株価は下落したものの、3%回復した。第1四半期売上総額は10.2億ドル、1株あたり90セント増。8.5億ドル、74セントだった前年比で草加となった。海外の既存店舗売上は7.2%との予測を下回り、5%増だった。
北米では、飲食への支出が増えたことで、既存店売上高は5%増。国内の11月中旬から客足が遠のいたのは、イスラエル・ハマス戦争に関する「誤解」にあるなどとしている。
不買騒動はカフェ数百社からなる労働組合ワーカーズ・ユナイテッドが、パレスチナを支持する投稿をしたことが発端となり、保守派層からの批判に繋がった。この投稿から同社は距離を置こうと商標侵害で提訴した。
ナラシムハンCEOは12月、従業員への書簡で、誤情報を批判した。

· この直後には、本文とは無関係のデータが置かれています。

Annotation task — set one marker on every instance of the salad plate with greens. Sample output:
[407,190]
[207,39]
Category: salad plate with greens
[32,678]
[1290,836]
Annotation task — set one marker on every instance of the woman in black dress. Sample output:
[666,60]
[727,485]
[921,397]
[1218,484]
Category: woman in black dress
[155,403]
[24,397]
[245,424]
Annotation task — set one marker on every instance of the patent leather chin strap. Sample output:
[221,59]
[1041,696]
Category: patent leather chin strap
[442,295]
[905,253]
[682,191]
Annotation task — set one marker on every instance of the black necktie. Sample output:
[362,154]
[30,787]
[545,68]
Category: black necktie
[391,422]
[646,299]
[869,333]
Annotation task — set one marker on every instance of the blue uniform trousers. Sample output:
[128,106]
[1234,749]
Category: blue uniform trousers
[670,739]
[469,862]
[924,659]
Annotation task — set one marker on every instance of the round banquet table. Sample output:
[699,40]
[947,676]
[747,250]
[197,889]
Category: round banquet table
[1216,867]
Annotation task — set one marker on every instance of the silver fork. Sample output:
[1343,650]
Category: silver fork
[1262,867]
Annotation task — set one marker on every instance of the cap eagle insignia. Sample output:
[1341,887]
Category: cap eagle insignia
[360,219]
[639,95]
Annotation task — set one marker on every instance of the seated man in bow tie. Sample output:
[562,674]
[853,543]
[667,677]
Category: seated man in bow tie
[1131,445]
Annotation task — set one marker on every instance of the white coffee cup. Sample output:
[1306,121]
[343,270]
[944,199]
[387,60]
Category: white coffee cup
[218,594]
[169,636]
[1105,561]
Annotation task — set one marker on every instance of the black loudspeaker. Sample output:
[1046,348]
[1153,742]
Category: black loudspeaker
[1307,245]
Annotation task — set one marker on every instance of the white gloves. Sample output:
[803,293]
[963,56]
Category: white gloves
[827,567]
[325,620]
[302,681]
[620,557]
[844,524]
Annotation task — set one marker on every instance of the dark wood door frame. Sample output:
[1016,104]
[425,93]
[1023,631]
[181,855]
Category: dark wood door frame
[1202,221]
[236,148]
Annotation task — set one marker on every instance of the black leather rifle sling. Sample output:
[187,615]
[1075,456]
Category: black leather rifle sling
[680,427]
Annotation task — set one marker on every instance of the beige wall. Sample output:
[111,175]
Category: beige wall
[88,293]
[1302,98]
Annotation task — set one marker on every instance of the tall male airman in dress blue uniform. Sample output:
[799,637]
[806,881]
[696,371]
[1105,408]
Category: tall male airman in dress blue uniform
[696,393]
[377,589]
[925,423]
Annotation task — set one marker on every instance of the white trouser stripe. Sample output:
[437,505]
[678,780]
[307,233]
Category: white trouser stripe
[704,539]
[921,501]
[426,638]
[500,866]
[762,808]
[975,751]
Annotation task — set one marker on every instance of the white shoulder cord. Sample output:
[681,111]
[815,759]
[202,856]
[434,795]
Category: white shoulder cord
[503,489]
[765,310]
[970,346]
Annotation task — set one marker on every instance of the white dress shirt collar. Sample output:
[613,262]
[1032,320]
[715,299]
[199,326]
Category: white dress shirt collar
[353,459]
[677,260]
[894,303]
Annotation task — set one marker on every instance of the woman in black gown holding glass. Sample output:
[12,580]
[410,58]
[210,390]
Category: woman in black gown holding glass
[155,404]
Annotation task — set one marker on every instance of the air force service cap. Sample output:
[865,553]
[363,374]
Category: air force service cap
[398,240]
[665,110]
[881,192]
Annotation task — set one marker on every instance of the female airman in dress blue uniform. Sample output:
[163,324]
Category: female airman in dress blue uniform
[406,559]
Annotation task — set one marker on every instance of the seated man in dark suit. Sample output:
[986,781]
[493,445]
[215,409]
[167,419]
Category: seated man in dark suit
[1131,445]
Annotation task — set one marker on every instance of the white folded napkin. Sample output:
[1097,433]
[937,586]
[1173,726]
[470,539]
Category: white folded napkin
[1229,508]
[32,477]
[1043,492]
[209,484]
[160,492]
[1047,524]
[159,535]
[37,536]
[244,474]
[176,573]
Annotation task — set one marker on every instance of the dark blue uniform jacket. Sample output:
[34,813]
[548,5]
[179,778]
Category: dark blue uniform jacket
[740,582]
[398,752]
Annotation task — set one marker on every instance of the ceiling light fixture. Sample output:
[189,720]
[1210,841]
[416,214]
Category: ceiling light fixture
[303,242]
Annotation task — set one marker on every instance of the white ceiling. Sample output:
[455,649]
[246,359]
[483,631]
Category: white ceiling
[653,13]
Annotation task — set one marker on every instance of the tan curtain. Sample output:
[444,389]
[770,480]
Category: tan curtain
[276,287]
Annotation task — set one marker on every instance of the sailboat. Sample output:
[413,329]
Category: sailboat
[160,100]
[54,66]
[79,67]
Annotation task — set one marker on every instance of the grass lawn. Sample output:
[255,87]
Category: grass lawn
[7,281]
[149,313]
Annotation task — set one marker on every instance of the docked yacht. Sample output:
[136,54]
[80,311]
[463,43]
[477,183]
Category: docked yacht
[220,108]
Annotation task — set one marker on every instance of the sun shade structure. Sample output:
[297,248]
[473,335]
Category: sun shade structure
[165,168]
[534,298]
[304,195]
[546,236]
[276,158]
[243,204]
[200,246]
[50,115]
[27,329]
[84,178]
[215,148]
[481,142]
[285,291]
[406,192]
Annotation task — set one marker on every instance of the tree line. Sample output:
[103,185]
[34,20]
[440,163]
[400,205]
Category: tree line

スターバックス社は顧客も取り戻すべく、サービスやバレンタインの新メニュードリンクに力を入れているという。国外売上は13.2%予測を下回り7%増。中東では戦争が原因で下回ったとする。
第二位の市場となる中国では、既存店売上が10%増も平均では9%減となった。中国の経済回復が遅れている中、好調なラッキンコーヒーなどの低価格店との競争が激化している。
1月31日付『Yahooファイナンス』:「スターバックス、四半期予測を下回り、売上見通し下方修正」:
大手コーヒーチェーンのスターバックスは、年間の売上高見通しを下方修正。第1四半期の売上は10.2%の予測に届かず8%となった。
2025年までに、巨大市場、中国国内の店舗9千店増を目標としていたが遠く及ばすとなった。既存店の売上は今期、中国で10%増加。客の出足はコロナ禍と比べ21%増と好調だが、売上自体は9%ダウン。中国では顧客が支出に敏感で、高価格商品の売上は鈍化しているという。ラッキンコーヒーや、コッティコーヒーなど中国国内店が価格戦略をうちだし競争が激化している。
スターバックス社は、メニューの開発、技術面への投資増、新規市場での店舗増加を計画している。海外では2030年までに現在3.8万超ある店舗を5.5万店舗に拡大させる計画。第一四半期には549店舗を新規オープンさせている。